HuntingNet.com Forums - View Single Post - Fact or Fiction? Scentblocking question
View Single Post
Old 09-08-2014, 09:37 AM
  #25  
Nomercy448
Nontypical Buck
 
Nomercy448's Avatar
 
Join Date: Oct 2009
Location: Kansas
Posts: 3,905
Default

Originally Posted by Muley Hunter
I never said it would cover your scent. I said it would dilute your scent.
Technically, the wind does not dilute your scent, it displaces your scent, which is far more effective than dilution. The AIR dilutes your scent, meaning it gets mixed in with the air molecules and the concentration gets weaker and weaker. The wind, the movement of the air particles, offers a directional flow of the scent (it does encourage dilution via mass transfer aka mixing).

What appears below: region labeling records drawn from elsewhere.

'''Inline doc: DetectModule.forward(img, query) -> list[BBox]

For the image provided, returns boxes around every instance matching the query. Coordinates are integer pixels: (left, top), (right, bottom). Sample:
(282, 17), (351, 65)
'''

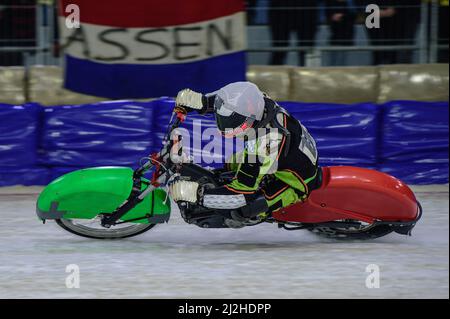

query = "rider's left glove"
(175, 89), (203, 111)
(169, 181), (199, 203)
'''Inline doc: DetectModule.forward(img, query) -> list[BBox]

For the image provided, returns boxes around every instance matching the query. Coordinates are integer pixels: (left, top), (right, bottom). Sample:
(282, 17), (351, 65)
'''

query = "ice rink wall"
(0, 65), (449, 186)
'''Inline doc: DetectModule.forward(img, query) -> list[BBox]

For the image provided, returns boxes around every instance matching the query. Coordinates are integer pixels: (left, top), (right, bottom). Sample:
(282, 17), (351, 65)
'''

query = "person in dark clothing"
(245, 0), (257, 24)
(0, 0), (36, 66)
(395, 0), (421, 63)
(269, 0), (318, 66)
(325, 0), (357, 65)
(361, 0), (420, 65)
(438, 0), (449, 63)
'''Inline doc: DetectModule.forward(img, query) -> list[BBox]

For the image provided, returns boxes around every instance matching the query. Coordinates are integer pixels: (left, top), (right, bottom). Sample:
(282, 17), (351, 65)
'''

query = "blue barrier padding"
(148, 98), (379, 168)
(0, 103), (41, 168)
(379, 101), (449, 184)
(0, 166), (52, 187)
(40, 101), (154, 167)
(0, 98), (449, 186)
(280, 102), (379, 167)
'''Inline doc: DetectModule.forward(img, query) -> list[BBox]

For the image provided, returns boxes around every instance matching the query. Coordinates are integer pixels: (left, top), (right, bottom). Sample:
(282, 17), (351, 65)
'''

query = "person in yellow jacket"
(171, 82), (319, 218)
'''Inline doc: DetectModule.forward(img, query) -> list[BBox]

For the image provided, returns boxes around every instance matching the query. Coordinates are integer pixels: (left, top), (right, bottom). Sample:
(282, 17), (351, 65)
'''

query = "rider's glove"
(175, 89), (203, 111)
(169, 181), (199, 203)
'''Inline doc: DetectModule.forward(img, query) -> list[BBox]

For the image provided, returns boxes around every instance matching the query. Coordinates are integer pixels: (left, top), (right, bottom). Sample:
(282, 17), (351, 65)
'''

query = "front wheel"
(55, 217), (155, 239)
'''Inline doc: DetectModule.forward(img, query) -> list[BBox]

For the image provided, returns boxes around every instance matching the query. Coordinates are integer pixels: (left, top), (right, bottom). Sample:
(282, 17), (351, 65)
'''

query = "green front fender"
(36, 167), (170, 224)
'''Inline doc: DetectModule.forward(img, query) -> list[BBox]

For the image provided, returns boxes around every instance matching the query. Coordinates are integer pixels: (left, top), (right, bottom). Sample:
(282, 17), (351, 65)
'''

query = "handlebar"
(134, 106), (187, 184)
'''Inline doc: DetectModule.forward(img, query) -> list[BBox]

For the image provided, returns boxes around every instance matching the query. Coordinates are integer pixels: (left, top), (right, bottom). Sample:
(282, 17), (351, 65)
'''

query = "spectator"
(395, 0), (422, 63)
(269, 0), (318, 66)
(438, 0), (449, 63)
(362, 0), (420, 65)
(245, 0), (257, 24)
(325, 0), (357, 65)
(0, 0), (36, 66)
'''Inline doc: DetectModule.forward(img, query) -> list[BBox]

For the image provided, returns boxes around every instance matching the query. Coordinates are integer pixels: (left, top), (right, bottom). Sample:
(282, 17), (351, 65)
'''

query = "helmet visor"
(214, 96), (254, 137)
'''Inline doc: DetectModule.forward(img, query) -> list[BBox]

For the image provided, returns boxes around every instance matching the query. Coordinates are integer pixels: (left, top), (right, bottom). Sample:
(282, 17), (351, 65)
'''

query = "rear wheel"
(56, 217), (155, 239)
(309, 223), (394, 240)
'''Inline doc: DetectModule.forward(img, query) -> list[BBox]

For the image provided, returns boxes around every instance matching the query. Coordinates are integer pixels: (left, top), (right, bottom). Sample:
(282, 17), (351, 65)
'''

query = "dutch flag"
(59, 0), (246, 99)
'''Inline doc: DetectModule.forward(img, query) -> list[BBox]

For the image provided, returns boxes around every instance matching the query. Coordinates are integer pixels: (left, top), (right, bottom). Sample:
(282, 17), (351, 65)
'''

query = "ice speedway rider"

As has been mentioned with the "food coloring in the moving stream" example: The WATER dilutes the food coloring, eventually diluting it below a detectable limit. The FLOW, on the other hand, moves the food coloring in a certain fashion. Regardless of the dilution factor or rate, there are certain areas that will NEVER make contact with the food coloring, specifically, the areas upstream of the source.

Many other industries rely upon this differentiation. For example, producing perfectly sealed and contamination free enclosures is very difficult in the biopharma or microbiology sectors. BUT, if you use a filtered air source fed into your enclosure and keep it at a positive pressure with positive airflow moving out of any openings, then no contaminating bacteria or particles can infiltrate the enclosure - ala the "laminar flow hood".

Lord knows I love arguing semantics, but in this case, it's particularly important and practically applicable, rather than simple theory.

Dilution: On a calm day, a deer 800yrds away can't smell you because your scent has been diluted below detectable limit by the time it ever reaches their position. BUT, if they get close to you from any direction, they'll pick up your scent.

Displacement: In any wind condition, a deer 10yrds upwind of you can't smell you because all of your scent is getting pulled downwind. BUT, if they move downwind, they'll pick you up.

Concealment via products is like the dog poop on the shoe vs. French fry on your shirt.

Elimination of emanation of scent, through any form of scent killer product, is impossible.

I say it every time this topic comes up: If there was a scent mitigation method that actually works to trick a deer's nose, then drug peddlers would be using it to trick K-9 Officers used for illicit drug detection. There simply isn't a PRODUCT that works.

The best way to hide something is to not have it somewhere it can be seen - or smelled, in this case. The wind does that.